Research Institute on Turkey’nin (Türkiye Araştırmaları Enstitüsü) kolektif hafıza çalışmalarının bir araştırması olarak dijital ortamda hayata geçirilen Tarihsel Adalet için Bellek Müzesi, 12 Eylül 1980 darbesinin 42. yılında İstanbul Moda Sahnesi’nde düzenlenen bir açılış etkinliğiyle faaliyete başladı. Darbe sürecinde insanlığa karşı işlenen suçların kaydını tutarak hak ihlallerini görünür kılmayı amaçlayan Bellek Müzesi, 12 Eylül’den bugüne devam eden adalet mücadeleleri ve geçmişle yüzleşme pratiklerine Sözlü Tarih, Dava Dosyaları ve Bellek Nesneleri koleksiyonlarını kapsayan bir dijital insan hakları arşiviyle ışık tutuyor.
www.bellekmuzesi.org adresinden erişilebilecek olan Bellek Müzesi koleksiyonlarında, devrimci mücadelenin yükselişinden öğrenci hareketlerine ve sendikal örgütlenmeye, kadınların siyasi mücadelesinden anti-faşist direnişe kadar birçok tanıklığın yanında darbenin kolektif belleği, askerî rejim ve onun hukuk sistemi, insan hakları ihlalleri, adalet mücadelesi, uluslararası dayanışma, cezasızlık, yüzleşme ve hesap sorma pratiklerine dair bilgiler yer alıyor.
Bellek Müzesi’nin daimi koleksiyonlarında 142 dijital, 75 fizikî dava dosyası, binlerce sayfalık hukuki belge, 30 ayrı bağışçıdan edinilen 30 bin bellek nesnesi, 250 saati aşan 100 sözlü tarih kaydı, 518 fizikî belge, 65 gazete ve 150 kitap yer alıyor.

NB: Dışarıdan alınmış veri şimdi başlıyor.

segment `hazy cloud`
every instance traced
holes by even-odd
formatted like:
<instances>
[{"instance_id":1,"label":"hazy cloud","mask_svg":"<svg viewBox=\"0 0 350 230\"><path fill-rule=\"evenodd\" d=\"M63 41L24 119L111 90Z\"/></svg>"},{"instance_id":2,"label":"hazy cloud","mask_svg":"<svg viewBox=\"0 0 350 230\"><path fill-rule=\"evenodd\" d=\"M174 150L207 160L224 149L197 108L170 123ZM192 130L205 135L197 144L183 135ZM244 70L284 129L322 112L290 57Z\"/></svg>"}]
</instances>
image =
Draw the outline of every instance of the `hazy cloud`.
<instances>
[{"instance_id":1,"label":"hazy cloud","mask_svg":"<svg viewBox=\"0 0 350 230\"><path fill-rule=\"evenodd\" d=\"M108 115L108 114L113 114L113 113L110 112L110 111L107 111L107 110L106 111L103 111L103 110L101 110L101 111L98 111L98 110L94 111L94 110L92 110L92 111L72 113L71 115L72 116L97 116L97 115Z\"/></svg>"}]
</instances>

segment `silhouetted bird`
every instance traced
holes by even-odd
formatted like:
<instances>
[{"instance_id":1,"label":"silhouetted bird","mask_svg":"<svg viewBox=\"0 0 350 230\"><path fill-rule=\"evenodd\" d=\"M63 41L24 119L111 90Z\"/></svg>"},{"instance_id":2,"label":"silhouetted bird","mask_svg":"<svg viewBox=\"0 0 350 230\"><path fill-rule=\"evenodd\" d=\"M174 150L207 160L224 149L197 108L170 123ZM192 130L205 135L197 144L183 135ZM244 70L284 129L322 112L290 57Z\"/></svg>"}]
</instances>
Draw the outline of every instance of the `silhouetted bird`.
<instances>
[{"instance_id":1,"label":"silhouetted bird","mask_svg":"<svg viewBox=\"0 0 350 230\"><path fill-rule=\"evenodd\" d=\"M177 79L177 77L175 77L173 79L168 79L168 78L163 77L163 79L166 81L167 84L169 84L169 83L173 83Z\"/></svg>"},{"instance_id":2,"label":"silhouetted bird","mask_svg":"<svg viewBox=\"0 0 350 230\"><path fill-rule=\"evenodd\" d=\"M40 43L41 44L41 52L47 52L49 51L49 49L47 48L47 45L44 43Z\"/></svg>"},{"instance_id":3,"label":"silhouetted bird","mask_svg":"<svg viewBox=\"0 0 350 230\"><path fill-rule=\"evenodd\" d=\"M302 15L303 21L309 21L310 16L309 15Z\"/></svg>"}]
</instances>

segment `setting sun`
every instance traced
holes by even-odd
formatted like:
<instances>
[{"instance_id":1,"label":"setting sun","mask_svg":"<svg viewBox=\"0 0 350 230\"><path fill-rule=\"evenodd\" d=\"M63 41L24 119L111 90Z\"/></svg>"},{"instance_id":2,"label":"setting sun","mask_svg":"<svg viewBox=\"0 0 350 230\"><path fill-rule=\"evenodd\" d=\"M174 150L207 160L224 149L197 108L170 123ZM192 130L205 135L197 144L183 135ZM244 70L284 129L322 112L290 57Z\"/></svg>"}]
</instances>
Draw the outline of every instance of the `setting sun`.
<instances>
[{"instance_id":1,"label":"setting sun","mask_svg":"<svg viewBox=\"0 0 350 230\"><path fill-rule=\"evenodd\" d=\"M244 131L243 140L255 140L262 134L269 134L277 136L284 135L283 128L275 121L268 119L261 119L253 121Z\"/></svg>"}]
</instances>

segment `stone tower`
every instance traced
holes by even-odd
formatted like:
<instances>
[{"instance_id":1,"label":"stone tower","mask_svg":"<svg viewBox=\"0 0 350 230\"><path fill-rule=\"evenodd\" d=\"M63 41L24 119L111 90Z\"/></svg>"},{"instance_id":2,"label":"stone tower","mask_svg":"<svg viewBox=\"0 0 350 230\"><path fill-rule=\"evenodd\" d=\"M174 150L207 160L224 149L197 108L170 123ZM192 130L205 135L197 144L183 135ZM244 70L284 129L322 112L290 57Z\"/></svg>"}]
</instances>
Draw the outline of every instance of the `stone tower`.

İstanbul’un kara surları yeniden kentle buluşuyor
İBB Kültür Varlıkları Daire Başkanlığı’na bağlı İBB Miras ekipleri, İstanbul Kara Surları Açık Hava Müzesi çalışmalarının ilk bölümünü tamamladı. Mevlanakapı ve Silivrikapı Kara Surları Ziyaretçi Merkezleri Eylül ortasında yapılan bir açılışın ardından İstanbul’a yeniden kazandırıldı. Açılışa katılan İBB Başkanı Ekrem İmamoğlu, restore edip, “Ziyaretçi Merkezi” hâline getirdikleri Mevlanakapı Karakolu’nun eski durumunun içler acısı olduğuna dikkati çekti; surlar bölgesinde yaşayan vatandaşların, geçmiş dönemdeki bakımsız hâl nedeniyle kendilerini güvende hissetmediğinin altını çizdi.

16 asırdır İstanbul’a açılan sur kapılarından biri olan Mevlanakapı ve ona eşlik eden Mevlanakapı Karakolu’nun hem fonksiyonel olarak kamusal kullanım kazanması hem de turizm planlarının bir parçası olarak kentin gelişme ve savunma sistemlerine yönelik bilgi aktarım merkezi olarak hizmet vermesi amaçlanıyor. Bu çerçevede 19. yüzyılda Mevlanakapı ve çevresinin güvenliğini sağlamak için inşa edilen ancak uzun yıllardır kaderine terk edilmiş, pek çok tahribata uğrayan, çatısı ve sur cephe duvarı yıkılan karakol, kapsamlı bir restorasyon süreci geçirdi. Bina güçlendirmesinin ardından yıkık duvar ve çatılar inşa edildi, özgün pencereler tekrar yapıldı. Aslına uygun olarak restore edilen karakol binası, etkinlik alanlarıyla kültüre, sanata evsahipliği yapacak bir yaşam alanı hâline getirildi. İBB Miras ekiplerinin 7 bin ton çöp ve moloz topladıktan sonra ziyarete açtığı surlar, 3 günde 25.000 ziyaretçi aldı.